DeFi is an important direction for the blockchain to land in the near future. After the development of the past few years and the explosion last year, it has become one of the most cutting-edge and hottest fields in the encryption ecosystem. However, the entire DeFi field is still in the initial stage of development, and various problems such as high handling fees, complicated projects, and security risks have raised the participation threshold for ordinary retail investors.
On February 4th, the Cobo live broadcast room invited Tongtong, the host of Jinse Finance, and CYH, a Cobo engineer DeFi scientist, to explain DeFi in a simple and simple way, and lead everyone to plow the field. The following is the text of the conversation.
DeFi does not need to get started, it should be kicked in.
What is more important for investment is to improve awareness and be a friend of time.
For small funds, the high handling fee of ETH is not friendly, and it is very likely that the on-chain handling fee paid will take a month of digging to pay back.
It is better to be in awe of investment than blind self-confidence with half understanding.
If the capital scale is relatively small and you don’t know enough about DeFi, it is recommended to choose some of Cobo’s DeFi smart pool mining products and come to Cobo to participate in proxy mining, which saves handling fees and is safer.
——Scientist Golden Sentence

secondary title

What is DeFi

Moderator: Since it is an entry-level level, lets first ask scientists to briefly explain to us what DeFi is.
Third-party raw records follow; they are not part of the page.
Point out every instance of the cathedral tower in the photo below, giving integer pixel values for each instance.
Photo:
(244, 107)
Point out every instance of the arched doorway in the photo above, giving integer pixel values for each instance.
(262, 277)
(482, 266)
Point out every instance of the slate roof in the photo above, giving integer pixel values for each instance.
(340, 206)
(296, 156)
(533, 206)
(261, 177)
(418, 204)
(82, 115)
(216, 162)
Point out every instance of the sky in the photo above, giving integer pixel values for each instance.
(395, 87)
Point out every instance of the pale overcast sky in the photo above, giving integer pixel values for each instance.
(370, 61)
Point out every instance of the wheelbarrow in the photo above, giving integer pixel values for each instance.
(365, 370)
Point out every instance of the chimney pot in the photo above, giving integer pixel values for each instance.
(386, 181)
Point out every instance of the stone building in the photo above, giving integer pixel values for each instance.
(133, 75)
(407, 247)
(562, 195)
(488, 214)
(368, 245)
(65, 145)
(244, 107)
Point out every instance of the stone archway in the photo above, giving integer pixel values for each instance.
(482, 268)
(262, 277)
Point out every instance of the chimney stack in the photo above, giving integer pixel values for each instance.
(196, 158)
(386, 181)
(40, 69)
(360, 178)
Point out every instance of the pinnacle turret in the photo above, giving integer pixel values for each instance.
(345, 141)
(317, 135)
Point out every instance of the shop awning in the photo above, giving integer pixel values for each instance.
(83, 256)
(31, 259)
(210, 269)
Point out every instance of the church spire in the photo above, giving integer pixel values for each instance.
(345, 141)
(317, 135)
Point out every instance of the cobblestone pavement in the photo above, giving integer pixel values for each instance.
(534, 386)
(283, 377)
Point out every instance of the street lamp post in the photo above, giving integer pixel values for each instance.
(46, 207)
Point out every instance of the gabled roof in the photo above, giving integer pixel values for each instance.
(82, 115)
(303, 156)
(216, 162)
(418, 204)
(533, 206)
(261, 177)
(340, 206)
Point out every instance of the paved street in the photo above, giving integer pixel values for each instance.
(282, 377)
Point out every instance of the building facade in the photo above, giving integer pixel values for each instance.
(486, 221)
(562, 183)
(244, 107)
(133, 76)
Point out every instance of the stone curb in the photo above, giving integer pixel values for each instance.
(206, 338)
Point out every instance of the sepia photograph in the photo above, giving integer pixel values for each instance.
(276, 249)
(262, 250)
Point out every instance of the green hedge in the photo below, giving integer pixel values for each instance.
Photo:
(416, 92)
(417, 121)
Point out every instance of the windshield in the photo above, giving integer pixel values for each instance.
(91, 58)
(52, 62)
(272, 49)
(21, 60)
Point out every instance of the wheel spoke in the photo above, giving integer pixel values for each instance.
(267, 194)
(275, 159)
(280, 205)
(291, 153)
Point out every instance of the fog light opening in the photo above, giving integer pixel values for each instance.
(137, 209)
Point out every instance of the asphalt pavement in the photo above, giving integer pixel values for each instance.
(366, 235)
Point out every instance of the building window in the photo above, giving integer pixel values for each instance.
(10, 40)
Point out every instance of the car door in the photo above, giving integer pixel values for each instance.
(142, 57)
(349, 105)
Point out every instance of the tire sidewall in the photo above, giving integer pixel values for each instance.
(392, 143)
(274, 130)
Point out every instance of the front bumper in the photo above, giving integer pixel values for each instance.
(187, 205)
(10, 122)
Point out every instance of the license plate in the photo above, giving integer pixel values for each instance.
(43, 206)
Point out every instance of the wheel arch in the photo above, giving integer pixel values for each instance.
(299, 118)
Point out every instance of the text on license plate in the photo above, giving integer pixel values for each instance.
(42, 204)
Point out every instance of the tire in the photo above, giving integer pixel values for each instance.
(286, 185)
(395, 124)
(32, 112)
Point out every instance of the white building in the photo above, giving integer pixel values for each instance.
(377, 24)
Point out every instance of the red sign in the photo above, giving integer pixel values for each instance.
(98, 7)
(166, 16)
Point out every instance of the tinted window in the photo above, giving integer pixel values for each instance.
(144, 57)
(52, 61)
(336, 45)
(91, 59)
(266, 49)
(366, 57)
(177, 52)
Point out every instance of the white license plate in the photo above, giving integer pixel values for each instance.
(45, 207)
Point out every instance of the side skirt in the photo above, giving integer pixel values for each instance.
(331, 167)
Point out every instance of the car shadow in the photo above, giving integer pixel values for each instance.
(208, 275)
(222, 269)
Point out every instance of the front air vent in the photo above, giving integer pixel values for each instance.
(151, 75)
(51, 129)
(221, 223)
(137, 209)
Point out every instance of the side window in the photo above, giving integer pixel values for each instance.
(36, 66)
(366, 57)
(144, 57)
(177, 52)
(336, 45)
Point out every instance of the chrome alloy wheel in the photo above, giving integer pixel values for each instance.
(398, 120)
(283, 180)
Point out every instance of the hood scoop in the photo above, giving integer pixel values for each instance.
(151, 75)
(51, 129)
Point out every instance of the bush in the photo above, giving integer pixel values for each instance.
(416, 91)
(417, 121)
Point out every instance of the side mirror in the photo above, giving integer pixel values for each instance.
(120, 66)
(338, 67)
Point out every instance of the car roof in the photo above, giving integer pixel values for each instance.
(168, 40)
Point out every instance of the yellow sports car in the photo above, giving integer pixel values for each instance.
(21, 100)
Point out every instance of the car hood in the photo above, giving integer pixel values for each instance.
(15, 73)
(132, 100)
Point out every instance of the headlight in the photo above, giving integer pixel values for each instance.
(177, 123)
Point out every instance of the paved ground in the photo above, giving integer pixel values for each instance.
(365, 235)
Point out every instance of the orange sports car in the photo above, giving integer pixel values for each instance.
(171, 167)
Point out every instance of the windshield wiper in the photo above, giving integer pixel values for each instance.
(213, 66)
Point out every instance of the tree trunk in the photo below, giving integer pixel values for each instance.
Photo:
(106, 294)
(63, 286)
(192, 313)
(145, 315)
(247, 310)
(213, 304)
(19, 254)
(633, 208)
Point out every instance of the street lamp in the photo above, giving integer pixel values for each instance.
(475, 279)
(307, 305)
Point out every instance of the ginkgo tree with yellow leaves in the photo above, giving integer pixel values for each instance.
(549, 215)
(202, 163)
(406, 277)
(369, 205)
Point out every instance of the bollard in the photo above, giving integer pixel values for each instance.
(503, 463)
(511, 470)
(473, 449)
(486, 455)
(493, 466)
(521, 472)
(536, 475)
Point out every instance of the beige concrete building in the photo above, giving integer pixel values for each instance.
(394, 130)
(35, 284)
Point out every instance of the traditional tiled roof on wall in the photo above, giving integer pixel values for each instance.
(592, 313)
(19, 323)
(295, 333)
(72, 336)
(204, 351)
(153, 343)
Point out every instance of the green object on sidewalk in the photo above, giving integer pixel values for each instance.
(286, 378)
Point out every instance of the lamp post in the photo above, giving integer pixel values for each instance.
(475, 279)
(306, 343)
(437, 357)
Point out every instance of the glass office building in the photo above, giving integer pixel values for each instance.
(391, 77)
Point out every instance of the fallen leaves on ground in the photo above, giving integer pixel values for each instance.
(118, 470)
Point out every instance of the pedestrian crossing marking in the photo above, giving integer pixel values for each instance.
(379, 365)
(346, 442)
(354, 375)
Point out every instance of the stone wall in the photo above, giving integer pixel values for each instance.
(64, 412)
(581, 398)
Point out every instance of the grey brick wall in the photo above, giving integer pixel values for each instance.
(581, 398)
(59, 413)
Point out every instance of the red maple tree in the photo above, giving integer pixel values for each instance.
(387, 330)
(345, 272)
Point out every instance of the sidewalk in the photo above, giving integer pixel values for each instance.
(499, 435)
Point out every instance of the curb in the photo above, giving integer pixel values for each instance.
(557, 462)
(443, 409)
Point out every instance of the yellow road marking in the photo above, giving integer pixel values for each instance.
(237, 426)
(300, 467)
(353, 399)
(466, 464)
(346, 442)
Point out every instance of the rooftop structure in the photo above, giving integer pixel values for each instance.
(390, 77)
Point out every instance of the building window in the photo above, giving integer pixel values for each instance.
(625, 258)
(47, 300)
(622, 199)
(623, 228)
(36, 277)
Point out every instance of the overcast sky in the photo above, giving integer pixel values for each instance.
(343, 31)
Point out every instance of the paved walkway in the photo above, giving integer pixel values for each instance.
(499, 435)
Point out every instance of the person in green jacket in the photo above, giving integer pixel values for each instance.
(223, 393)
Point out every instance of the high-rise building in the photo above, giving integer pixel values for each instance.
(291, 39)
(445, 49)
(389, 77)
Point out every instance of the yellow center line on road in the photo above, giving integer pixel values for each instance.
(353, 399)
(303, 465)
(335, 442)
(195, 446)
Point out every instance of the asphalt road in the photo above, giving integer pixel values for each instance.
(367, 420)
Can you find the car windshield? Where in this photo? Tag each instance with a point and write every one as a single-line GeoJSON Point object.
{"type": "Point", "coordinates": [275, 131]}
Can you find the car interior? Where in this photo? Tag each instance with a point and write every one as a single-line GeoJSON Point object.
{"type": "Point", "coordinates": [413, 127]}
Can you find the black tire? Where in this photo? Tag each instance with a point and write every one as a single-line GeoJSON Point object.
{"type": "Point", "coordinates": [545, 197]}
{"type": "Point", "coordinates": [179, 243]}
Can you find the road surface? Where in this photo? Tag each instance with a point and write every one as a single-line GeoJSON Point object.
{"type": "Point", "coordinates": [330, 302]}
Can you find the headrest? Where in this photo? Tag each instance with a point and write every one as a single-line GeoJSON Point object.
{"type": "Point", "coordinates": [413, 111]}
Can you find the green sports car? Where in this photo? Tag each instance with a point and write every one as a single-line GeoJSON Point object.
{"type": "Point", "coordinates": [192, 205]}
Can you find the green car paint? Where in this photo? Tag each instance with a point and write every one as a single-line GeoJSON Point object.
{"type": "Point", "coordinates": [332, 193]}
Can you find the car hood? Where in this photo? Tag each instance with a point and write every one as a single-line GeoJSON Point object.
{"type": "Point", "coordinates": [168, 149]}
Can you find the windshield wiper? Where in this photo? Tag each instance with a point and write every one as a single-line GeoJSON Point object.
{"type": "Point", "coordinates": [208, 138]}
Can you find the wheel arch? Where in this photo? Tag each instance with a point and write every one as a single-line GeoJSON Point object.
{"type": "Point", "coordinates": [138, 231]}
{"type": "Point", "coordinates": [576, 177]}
We often hear a saying: You cant make money beyond what you know, and the money you earn by luck will eventually be lost by luck. So when you are envious of others participating in DeFi and earning a lot of money, please dont be fomo first, lets get acquainted first.
We know that since the birth of Bitcoin, the core application of blockchain technology has been born, that is, value transfer and value storage. For more than a decade people have been exploring what else blockchain technology can do? What else can be changed?
Some have tried to make games, and some have tried to do anti-counterfeiting and traceability. If people were still confused about what they were passionate about in 2017, after four years of continuous exploration and bumping into walls, a blueprint is slowly becoming clear—the first revolution brought about by the blockchain is finance.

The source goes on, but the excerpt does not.